Project Period: 6 years

Review Criteria

In addition to the standard intellectual merit and broader impacts NSF review criteria, please note the solicitation-specific criteria below.

  • Vision, Goals, and Rationale: Does the science focus of the proposed BioFoundry address one or more grand challenge questions in biology, biotechnology, bioengineering or related field? To what extent will the vision for the BioFoundry, if realized, have a transformative impact upon the biosciences, biotechnology, and bioengineering and society as a whole? To what extent will the knowledge sharing, enabling activities, and education and training empower the community to make progress towards addressing the grand challenge and advancing NSF or national priorities?
  • Research: How well is the proposed in-house research focused and targeted to addressing a critical scientific challenge?
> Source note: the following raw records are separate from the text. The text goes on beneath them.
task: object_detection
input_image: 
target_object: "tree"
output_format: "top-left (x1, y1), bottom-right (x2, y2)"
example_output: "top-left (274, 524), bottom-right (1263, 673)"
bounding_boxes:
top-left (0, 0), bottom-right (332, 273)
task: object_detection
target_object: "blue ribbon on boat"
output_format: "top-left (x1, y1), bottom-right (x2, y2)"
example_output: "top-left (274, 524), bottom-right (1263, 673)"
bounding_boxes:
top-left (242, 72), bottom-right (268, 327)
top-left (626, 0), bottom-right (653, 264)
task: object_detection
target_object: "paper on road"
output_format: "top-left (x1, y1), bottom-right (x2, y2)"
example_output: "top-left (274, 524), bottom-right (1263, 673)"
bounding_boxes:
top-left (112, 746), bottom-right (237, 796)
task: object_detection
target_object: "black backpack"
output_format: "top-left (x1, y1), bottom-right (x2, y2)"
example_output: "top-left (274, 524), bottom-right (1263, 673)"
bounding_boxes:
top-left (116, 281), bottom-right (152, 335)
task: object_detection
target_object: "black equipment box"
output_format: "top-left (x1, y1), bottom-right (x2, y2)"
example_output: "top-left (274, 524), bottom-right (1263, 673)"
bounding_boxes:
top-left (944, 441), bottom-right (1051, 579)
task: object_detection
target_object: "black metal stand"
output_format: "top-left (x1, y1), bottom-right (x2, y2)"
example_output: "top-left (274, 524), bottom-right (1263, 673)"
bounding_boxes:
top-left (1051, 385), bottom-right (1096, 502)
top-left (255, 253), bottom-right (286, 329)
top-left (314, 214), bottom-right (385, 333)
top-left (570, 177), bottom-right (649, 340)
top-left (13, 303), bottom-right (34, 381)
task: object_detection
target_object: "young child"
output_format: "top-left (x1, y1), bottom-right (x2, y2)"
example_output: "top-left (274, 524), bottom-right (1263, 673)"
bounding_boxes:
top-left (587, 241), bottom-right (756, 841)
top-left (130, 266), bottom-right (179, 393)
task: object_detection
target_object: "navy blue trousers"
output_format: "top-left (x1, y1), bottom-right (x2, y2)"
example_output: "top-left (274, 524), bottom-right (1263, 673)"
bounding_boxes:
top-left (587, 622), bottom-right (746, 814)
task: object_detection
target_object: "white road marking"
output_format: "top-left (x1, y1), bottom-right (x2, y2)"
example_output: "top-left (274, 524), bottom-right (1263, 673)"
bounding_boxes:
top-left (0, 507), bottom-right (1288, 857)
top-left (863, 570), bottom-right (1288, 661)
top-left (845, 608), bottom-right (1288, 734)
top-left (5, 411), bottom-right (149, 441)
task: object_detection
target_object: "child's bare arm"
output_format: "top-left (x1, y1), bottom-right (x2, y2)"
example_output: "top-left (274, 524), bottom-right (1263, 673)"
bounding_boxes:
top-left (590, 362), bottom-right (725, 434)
How well are the research activities integrated with the technology development activities of the BioFoundry?
  • User Facility Operation: How well-conceived are the plans for the user facility operation (e.g., access modes, user proposal review and selection process, staffing, instrument time/resource allocation, user training, and safety, etc.)? How effective are the plans to enable access and the research and technology needs for a broad external user base?
  • Technology Development activities: To what extent do the proposed technology development activities have the potential to yield catalytic and transformative impact on the relevant disciplines? To what extent are the anticipated range of uses for the proposed technologies appropriate in scope and likely to be responsive to community needs? How appropriate are the plans for instrumentation acquisition and use? How well does the timetable for implementation account for possible technical bottlenecks? How comprehensive is the analysis of the risk and potential goals/aims associated with the technological development?
  • Platform/Knowledge Sharing: How substantially will the proposed BioFoundry contribute beyond current capabilities towards accelerating discovery and development, through development of new platforms and sharing of knowledge (tools, codes, samples, data, and know-how)? How effective will the knowledge sharing mechanisms likely be? Is there a reasonable plan for development of appropriate standards? How sound are the plans for the BioFoundry to take advantage of opportunities provided by the emerging data science?
  • Education/Training: o what extent will the Biofoundry serve as an educational focal point for training the next generation of researchers, technology developers, and users?
  • Diversity Plan: To what extent is the plan strategic and likely to meet the stated goals for participation by a diverse group of users (including those from groups that are underrepresented in STEM, and from a broad range of academic institutions in the United States, such as R1, non-R1, predominantly undergraduate, minority-serving, or EPSCoR institutions)?
  • Partnerships and Translation: How well will the proposed strategies for fostering translation and innovation meet the stated goals for users and key non-academic stakeholders, particularly in the context of intellectual property protection, licensing, entrepreneurship, partnerships, development and distribution of open-source tools, or other knowledge transfer paths?
  • Management plan: To what extent will the facility's Management Plan foster sound decisions in balancing the proposed research and technology development tools with the needs of the user community? What role will internal leadership and any external advisory groups play in the decision-making processes? How will decisions be made with regards to fostering and encouraging facility use by the external user community? How will decisions be made on the direction of the in-house research and technology development program with respect to allocation of resources, ability to initiate new lines of research and terminate support for lower priority efforts? What process will be employed for developing and implementing the strategic plan, including facility-wide data management and diversity plans? How well are funds distributed across the proposed activities of the BioFoundry?